Sharon victory Arafat's fault

PHILADELPHIA — PHILADELPHIA -- Only the tragic deterioration of Mideast politics could have created a situation in which Israeli leader Ariel Sharon would be warmly welcomed to the White House.

Mr. Sharon has been a lightning rod at home and abroad for decades -- for good reason.


Nearly 20 years ago he alienated the Reaganites when he engineered the war in Lebanon and was indirectly responsible for the massacre of Palestinians at Sabra and Shatila.

Ten years ago, George H.W. Bush's secretary of state, James Baker, labeled Mr. Sharon "an obstacle to peace" -- because he had orchestrated the building of Israeli settlements all over the West Bank. Mr. Sharon's relations with the Clinton administration were frigid.


Only Yasser Arafat's epic errors -- and the Palestinian violence that made the peace process moot -- could have propelled Mr. Sharon to a landslide win last month and new respectability in Washington.

But the current Bush team should be under no illusions that Mr. Sharon has a plausible strategy to calm the violence.

The flaws of Mr. Arafat and Mr. Sharon, when mixed together, are like an explosive chemical combination that could ignite a regional war.

Mr. Sharon was elected on a promise that he would get tough with the Palestinians and stop the intifada (uprising). But he has a record of not knowing when to lay off the sticks, nor having much generosity with carrots.

Nicknamed the "Bulldozer," he has a military history of using brutal force against Palestinian civilians.

Mr. Sharon believes no long-term peace settlement is possible with the Palestinians and that the two sides must talk instead about interim arrangements. He also says no talks can begin, or severe economic pressures on the Palestinians cease, before the violence ends.

But he offers ordinary Palestinians little incentive to press their leaders to accede to these conditions. His proposed interim arrangements would leave the Palestinians with the limited amount of land they now control, which is divided into chunks by Israeli settlements and roads.

Under these conditions, Palestinians can't conduct normal travel and commerce. The settlement grid also prevents Israelis from physically disengaging from the Palestinians on the West Bank and in Gaza -- even though many Israelis think this is the best short-term solution.


So long as Jewish settlements criss-cross Palestinian areas, settlers must traverse them, too, and Israeli soldiers must protect the settlers, leading to constant Israeli-Palestinian clashes.

West Bank road-and-settlement building is likely to continue under Mr. Sharon, even in Arab neighborhoods of East Jerusalem. This could lead to explosive clashes in the current climate.

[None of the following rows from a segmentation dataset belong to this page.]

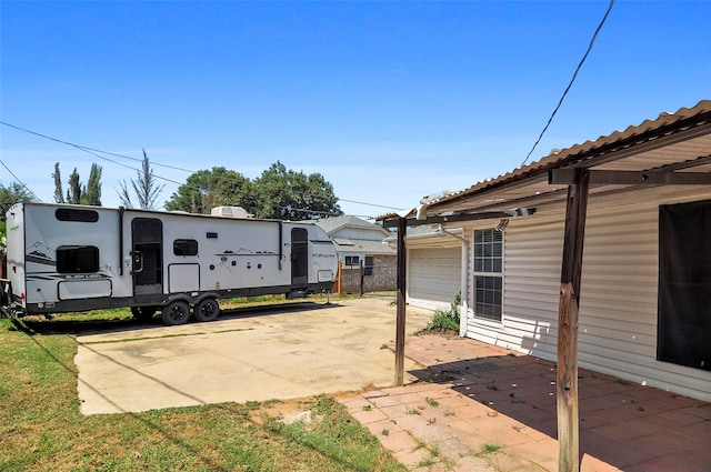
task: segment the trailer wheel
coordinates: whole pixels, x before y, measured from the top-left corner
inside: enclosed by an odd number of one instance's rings
[[[176,300],[163,307],[163,323],[168,325],[184,324],[190,319],[190,305],[182,300]]]
[[[220,305],[214,299],[204,299],[196,304],[192,313],[198,321],[214,321],[220,315]]]
[[[158,307],[131,307],[133,318],[141,321],[150,320],[157,311]]]

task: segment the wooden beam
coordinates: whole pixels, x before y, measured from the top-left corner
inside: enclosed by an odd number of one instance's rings
[[[548,172],[550,184],[575,184],[578,168]],[[711,172],[590,170],[590,184],[607,185],[709,185]]]
[[[407,250],[404,235],[408,230],[404,218],[398,220],[398,300],[395,319],[395,386],[404,384],[404,327],[405,327],[405,288],[407,288]]]
[[[580,423],[578,412],[578,318],[582,250],[590,171],[577,169],[574,184],[568,188],[563,262],[558,309],[558,470],[580,470]]]

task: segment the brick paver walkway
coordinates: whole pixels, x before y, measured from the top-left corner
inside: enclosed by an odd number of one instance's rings
[[[409,470],[558,470],[554,363],[438,335],[405,355],[421,382],[343,403]],[[710,403],[579,374],[582,471],[711,471]]]

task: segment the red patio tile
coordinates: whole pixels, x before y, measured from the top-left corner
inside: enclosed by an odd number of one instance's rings
[[[639,472],[688,472],[685,468],[675,465],[664,458],[654,458],[634,468]]]
[[[657,454],[647,450],[631,448],[629,444],[613,442],[598,448],[592,454],[603,462],[624,469],[657,458]]]
[[[703,445],[691,451],[678,451],[665,455],[664,460],[689,472],[709,472],[711,471],[711,452],[708,449],[708,445]]]

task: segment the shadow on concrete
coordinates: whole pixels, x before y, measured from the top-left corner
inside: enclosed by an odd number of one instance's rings
[[[290,302],[259,307],[246,307],[222,310],[218,320],[234,320],[244,318],[269,317],[271,314],[298,313],[303,311],[323,310],[342,307],[338,303],[329,302]],[[61,317],[50,320],[38,319],[39,317],[28,317],[13,319],[13,324],[18,330],[27,334],[87,334],[87,333],[118,333],[151,328],[166,328],[160,312],[148,320],[134,318],[121,318],[114,320],[63,320]],[[199,327],[203,323],[197,322],[192,317],[189,324]]]

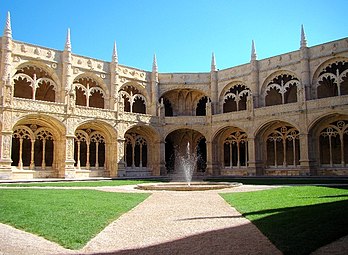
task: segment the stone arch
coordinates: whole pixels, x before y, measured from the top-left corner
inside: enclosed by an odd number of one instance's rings
[[[221,112],[233,112],[247,109],[251,90],[244,82],[234,81],[225,86],[220,94]]]
[[[189,152],[188,152],[189,151]],[[188,128],[177,128],[165,136],[166,173],[173,178],[183,179],[180,160],[192,155],[193,174],[203,174],[207,166],[206,137],[199,131]]]
[[[300,79],[293,72],[282,70],[269,75],[261,87],[261,103],[264,106],[295,103]]]
[[[263,162],[266,173],[288,175],[288,170],[293,169],[298,174],[299,128],[285,121],[270,121],[260,126],[256,141],[259,149],[256,160]]]
[[[214,134],[213,153],[222,175],[246,175],[248,167],[248,134],[236,126],[225,126]]]
[[[103,121],[85,121],[75,129],[74,159],[78,173],[110,177],[115,165],[116,131]]]
[[[312,98],[348,95],[348,59],[332,58],[322,63],[314,72]]]
[[[46,65],[26,62],[16,68],[12,77],[14,97],[59,102],[61,85],[56,73]]]
[[[107,108],[110,93],[103,79],[88,72],[76,76],[73,85],[76,105]]]
[[[329,114],[311,123],[310,148],[316,162],[317,174],[348,173],[348,115]]]
[[[30,135],[21,135],[21,132]],[[12,165],[34,177],[61,177],[64,172],[65,127],[43,115],[24,116],[13,126]]]
[[[147,112],[149,102],[146,90],[136,82],[124,84],[119,90],[120,101],[126,112],[143,113]]]
[[[151,126],[134,125],[124,133],[125,175],[141,177],[159,173],[160,138]]]
[[[169,90],[163,93],[159,100],[170,102],[171,109],[167,112],[171,111],[172,116],[196,116],[197,110],[199,115],[203,115],[206,111],[205,105],[199,104],[202,98],[206,98],[206,102],[210,101],[209,96],[201,90],[185,88]]]

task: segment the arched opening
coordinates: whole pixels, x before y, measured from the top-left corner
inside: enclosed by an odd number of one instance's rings
[[[190,155],[194,164],[193,175],[201,175],[206,171],[207,149],[206,139],[198,131],[179,129],[167,135],[165,160],[167,173],[175,179],[184,179],[183,166],[179,158]]]
[[[14,97],[55,102],[57,85],[46,71],[24,66],[14,76]]]
[[[205,116],[206,111],[206,105],[208,103],[208,97],[202,97],[197,104],[196,108],[196,116]]]
[[[299,166],[300,143],[299,132],[296,128],[286,124],[270,128],[265,139],[267,139],[267,167]]]
[[[125,86],[120,90],[120,95],[125,112],[146,114],[146,98],[137,88],[131,85]]]
[[[348,120],[324,125],[318,142],[321,167],[345,167],[348,163]]]
[[[90,77],[80,77],[74,81],[76,105],[104,108],[105,91]]]
[[[145,100],[142,97],[136,97],[133,102],[133,112],[146,114]]]
[[[158,147],[155,134],[147,127],[133,127],[124,136],[125,171],[128,177],[151,176],[156,168]],[[158,173],[159,174],[159,173]]]
[[[164,104],[164,116],[167,116],[167,117],[173,116],[173,107],[169,99],[166,97],[161,97],[160,102],[161,102],[161,99],[163,99],[163,104]]]
[[[12,134],[12,166],[36,171],[34,177],[57,176],[57,138],[44,123],[16,125]],[[41,172],[41,173],[39,173]]]
[[[102,129],[85,124],[75,131],[74,160],[78,171],[90,171],[91,177],[107,175],[107,149]]]
[[[299,79],[290,74],[280,74],[273,78],[265,88],[265,105],[279,105],[297,102]]]
[[[317,79],[317,97],[348,95],[348,63],[337,61],[326,66]]]
[[[205,116],[206,95],[193,89],[175,89],[162,95],[165,116]],[[160,101],[161,102],[161,101]]]
[[[226,91],[223,97],[222,111],[235,112],[246,110],[250,90],[243,84],[238,84]]]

With no hope of a cohesive state and the prospects of more settlements, ordinary Palestinians may be inspired to join the intifada rather than press their leaders to bring it to an end.

But -- and here is the catch-22 -- Mr. Sharon and his policies won't change unless Palestinians press Mr. Arafat to end the violence.

Mr. Sharon's election is the direct product of Mr. Arafat's mistakes.

A few intellectuals have proposed that Palestinians only mount nonviolent demonstrations. Others condemn the corruption inside the Palestinian Authority and its inability to control gunmen. But this kind of thinking has not reached anywhere near critical mass.


It must be encouraged, by Israelis and U.S. policy. Unfortunately, a draconian Sharon policy may isolate the questioners and push ordinary Palestinians to join the violence.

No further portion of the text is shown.